Por Graciela Brodsky

La palabra neutralidad, que viene de neutro, proviene del latín ne-uter, que primero se escribía separado y después todo junto neuter, y significa "ni lo uno ni lo otro".

Sus principales usos provienen del vocabulario diplomático, donde tener una posición neutral o ser un país neutral, quiere decir no tomar partido por ninguno de los dos bandos en contienda.

La otra referencia fuerte del término neutralidad proviene de la física: supone los dos polos, el polo positivo, el polo negativo y el que no es ni uno ni otro, el polo neutro.

Se pueden encontrar el término en el vocabulrio de la química, por ejemplo, lo que no es ni ácido ni básico es neutro. Como verán, son recorridos de diccionario, donde otro empleo interesante que es el que proviene de la zoología: el principal ejemplo de neutralidad en el mundo animal son las abejas obreras por que no tienen ni un sexo ni el otro.

En varios textos de Lacan eso aparece de una manera o de otra, por ejemplo, en El psicoanálisis y su enseñanza, donde Lacan toma como referencia el eje a - a' su indicación es que el analista no debería operar desde en ninguno de estos dos lugares , sino desde A mayúscula.

Si se toma por ejemplo la referencia de Subversión del sujeto, la referencia de la vacilación calculada de la neutralidad, la indicación de Lacan es, ni padre muerto ni amo del deseo, en lugar de esto, deseo del analista o una posición del analista que llama vacilación calculada de la neutralidad, y que es todo lo contrario a la posición del muerto o a la posición del amo porque, es hacer gala de su no saber, mostrar básicamente el deseo, lo cual lo acerca al Sujeto tachado. Preservar para el analista la dimensión imaginaria de su no dominio, de su necesaria imperfección, de su falta de saber.

Si se toma por ejemplo la referencia que trabaja en el Seminario del Acto, el lugar que le corresponde al analista, ya no es ni el lugar del sujeto ni el lugar del gran Otro, el ni - ni va cambiando, y alli indica que el lugar que le corresponde al analista es el lugar del término medio que equipara al objeto a.

Si yo tuviera que decir de entrada qué es lo que entiendo por más allá de la neutralidad diría que se trata de tomar partido, que cualquier forma que se quiera dar a la idea de ir más allá de la neutralidad supone que el analista tiene que tomar partido. Por ejemplo, si se comparan analistas de orientaciones distintas se ve que el punto sobre el que incide la interpretación no es equivalente, no está dado en el discurso mismo del paciente, y eso hace que aún en el nivel más elemental de la experiencia hay un tomar partido. Igualmente, el corte de la sesión es un tomar partido y en su dimensión más general, el mas allá de la neutralidad supone un tomar partido en las cuestiones de la ciudad.

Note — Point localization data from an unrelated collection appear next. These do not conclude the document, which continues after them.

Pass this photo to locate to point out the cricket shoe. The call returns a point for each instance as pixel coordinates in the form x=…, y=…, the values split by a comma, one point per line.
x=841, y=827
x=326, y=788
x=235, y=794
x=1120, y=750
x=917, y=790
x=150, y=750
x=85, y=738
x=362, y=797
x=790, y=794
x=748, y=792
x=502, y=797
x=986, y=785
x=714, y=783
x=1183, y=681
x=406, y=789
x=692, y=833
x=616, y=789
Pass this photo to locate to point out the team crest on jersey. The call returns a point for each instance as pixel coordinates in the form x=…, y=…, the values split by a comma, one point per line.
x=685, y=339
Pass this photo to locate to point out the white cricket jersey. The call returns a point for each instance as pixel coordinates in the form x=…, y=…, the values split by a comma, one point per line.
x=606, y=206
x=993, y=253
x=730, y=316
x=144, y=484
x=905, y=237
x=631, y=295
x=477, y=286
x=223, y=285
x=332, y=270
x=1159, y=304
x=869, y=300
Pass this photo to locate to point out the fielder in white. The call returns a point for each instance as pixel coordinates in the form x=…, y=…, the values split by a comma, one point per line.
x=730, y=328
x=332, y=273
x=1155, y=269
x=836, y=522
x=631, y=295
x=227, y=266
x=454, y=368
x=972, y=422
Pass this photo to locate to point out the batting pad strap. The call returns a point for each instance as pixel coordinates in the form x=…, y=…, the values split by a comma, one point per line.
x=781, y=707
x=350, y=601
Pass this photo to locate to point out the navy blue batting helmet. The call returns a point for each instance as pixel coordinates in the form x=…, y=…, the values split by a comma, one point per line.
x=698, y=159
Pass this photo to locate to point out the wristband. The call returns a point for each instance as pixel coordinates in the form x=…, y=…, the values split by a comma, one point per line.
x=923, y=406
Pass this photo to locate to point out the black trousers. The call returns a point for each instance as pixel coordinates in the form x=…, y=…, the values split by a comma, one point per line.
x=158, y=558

Durante muchos años los psicoanalistas lacanianaos han sido neutros en lo que hace a la participación en las cuestiones de la ciudad.

Así, el tema de la neutralidad es una invitación a reflexionar sobre cómo tomar partido cada vez que se toma a alguien en análisis (podría no tomárselo), cómo se toma partido cada vez que secorta una sesión o que se interpreta y cómo se toma partido cada vez que se decide participar o no participar, alentar o no alentar, intervenir o no intervenir, responder o no responder en cuestiones que exceden al campo específico de la práctica del psicoanálisis.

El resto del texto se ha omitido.